Your report does not seem to contain any repeatable test case, hence you do not seem to report any bug. Do note that this is not a forum for free support, but only a vehicle for reporting bugs, by providing full and repeatable test cases that can be repeated on any network and hardware configuration. Bug can be also OS related, but then we also require repeatable test case.

Hi!

Your report still does not contain a semblance of the repeatable test cases. This however does not mean that we have not done our internal measurements, for the purposes of the improvements , quality control, research and commercial support.

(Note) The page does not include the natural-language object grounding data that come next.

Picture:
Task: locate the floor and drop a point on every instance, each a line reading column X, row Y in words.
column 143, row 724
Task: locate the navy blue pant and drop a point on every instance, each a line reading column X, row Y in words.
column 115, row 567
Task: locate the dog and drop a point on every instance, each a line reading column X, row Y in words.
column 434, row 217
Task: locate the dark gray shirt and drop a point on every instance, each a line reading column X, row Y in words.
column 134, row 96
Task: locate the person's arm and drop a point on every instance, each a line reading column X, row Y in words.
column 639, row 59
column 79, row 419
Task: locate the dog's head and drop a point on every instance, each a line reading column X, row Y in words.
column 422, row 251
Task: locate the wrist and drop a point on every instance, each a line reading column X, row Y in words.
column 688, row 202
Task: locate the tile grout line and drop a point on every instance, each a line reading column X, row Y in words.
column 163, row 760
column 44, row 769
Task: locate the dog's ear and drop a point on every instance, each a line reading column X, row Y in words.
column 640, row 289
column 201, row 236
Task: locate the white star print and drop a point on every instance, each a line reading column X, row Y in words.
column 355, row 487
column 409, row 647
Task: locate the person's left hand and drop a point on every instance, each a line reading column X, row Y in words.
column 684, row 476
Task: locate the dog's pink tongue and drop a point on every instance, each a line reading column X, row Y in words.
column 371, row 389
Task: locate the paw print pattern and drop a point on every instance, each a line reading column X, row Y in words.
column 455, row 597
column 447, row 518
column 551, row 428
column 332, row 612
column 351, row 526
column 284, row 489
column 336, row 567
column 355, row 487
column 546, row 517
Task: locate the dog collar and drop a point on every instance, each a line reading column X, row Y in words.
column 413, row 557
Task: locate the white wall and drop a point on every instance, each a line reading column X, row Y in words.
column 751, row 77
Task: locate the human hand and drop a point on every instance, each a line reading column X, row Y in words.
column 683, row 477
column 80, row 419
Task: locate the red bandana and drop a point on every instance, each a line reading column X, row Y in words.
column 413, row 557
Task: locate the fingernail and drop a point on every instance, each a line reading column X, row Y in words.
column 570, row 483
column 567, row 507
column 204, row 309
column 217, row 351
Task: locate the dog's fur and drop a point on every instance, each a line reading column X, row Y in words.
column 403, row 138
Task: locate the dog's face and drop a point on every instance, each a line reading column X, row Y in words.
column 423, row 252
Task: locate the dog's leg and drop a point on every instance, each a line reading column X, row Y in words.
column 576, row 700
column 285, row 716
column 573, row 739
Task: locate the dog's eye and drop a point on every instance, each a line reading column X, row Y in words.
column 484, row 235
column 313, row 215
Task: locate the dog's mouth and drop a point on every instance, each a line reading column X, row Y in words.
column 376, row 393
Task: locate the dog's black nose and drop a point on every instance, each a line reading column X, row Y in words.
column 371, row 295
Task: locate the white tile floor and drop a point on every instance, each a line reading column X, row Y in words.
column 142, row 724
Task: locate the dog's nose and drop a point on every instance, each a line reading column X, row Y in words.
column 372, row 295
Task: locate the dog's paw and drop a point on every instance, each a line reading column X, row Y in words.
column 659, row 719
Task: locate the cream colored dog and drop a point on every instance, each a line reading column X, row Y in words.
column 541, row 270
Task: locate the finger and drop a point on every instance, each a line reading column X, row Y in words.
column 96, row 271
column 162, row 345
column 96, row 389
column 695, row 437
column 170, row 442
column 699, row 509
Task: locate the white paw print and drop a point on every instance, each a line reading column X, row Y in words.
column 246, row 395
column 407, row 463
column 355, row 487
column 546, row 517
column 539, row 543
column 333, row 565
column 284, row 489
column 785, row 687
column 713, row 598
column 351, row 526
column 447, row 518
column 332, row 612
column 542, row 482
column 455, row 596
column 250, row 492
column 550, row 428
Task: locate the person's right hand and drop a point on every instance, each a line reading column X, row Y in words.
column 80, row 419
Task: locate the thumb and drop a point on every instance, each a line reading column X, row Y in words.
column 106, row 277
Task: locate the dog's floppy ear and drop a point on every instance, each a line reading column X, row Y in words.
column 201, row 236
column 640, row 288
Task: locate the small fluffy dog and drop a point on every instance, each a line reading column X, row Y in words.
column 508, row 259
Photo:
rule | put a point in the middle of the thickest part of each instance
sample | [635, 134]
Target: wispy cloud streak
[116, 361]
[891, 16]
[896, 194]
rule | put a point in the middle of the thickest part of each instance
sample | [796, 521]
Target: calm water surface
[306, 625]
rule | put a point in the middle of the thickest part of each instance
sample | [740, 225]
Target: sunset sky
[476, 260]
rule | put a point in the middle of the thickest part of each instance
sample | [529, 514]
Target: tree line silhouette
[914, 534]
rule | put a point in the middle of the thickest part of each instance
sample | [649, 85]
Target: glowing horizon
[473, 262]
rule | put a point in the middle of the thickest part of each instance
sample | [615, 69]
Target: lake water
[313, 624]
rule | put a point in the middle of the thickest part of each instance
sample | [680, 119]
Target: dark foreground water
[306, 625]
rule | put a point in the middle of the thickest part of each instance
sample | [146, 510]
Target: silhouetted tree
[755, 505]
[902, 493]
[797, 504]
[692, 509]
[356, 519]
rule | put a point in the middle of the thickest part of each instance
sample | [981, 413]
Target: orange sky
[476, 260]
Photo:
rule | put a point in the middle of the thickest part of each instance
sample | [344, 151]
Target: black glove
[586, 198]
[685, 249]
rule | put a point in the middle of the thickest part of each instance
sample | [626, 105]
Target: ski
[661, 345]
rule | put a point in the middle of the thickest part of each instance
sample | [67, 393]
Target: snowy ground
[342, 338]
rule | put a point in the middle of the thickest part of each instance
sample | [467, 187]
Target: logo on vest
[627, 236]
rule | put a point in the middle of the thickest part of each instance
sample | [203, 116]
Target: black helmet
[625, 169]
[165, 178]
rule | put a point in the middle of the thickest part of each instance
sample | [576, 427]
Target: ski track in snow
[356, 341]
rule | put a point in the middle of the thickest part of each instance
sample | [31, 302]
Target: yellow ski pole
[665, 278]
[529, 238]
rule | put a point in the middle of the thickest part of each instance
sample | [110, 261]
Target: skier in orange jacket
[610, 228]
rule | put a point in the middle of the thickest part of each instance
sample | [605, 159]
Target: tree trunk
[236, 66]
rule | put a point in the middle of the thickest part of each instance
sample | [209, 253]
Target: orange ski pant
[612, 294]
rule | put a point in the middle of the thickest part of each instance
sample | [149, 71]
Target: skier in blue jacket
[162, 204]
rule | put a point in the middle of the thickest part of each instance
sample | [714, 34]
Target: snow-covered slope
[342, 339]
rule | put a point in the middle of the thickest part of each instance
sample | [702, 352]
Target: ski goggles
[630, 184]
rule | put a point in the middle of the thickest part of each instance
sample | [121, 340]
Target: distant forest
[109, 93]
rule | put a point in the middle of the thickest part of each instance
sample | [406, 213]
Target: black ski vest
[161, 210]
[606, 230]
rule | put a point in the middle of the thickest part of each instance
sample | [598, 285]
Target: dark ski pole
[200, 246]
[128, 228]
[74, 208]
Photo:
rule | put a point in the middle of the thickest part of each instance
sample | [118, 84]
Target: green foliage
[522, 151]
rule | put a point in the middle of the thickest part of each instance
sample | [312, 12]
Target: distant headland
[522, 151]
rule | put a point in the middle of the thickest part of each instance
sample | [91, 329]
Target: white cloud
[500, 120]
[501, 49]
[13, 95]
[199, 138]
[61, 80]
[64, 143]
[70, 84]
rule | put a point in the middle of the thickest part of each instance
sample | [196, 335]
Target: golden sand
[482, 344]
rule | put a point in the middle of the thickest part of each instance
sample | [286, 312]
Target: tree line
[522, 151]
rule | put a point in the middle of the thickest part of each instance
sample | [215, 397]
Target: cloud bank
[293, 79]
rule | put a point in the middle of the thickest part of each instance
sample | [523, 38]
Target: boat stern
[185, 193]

MySQL will use almost all the network bandwidth available, between the dump (master) and IO threads (slaves). The applier is the one that may have more problem keeping up. This problem is exacerbated by the option of syncing relay logs and, further, if SQL threads are running, by logging slave updates. In any case, slave's storage of the events is the bottleneck in most cases, while in some other, more rare ones, the network. Last one is due to the fact that several network reads are required for a single event, in order to read event header, transaction headers etc .... Furthermore, it depends on the other settings in the configuration, like semi-sync etc ....

This all being said, I must repeat that you have not provided us with a repeatable test case, which is first condition required in order to treat this report as a bug.

No feedback was provided for this bug for over a month, so it is
being suspended automatically. If you are able to provide the
information that was originally requested, please do so and change
the status of the bug back to "Open".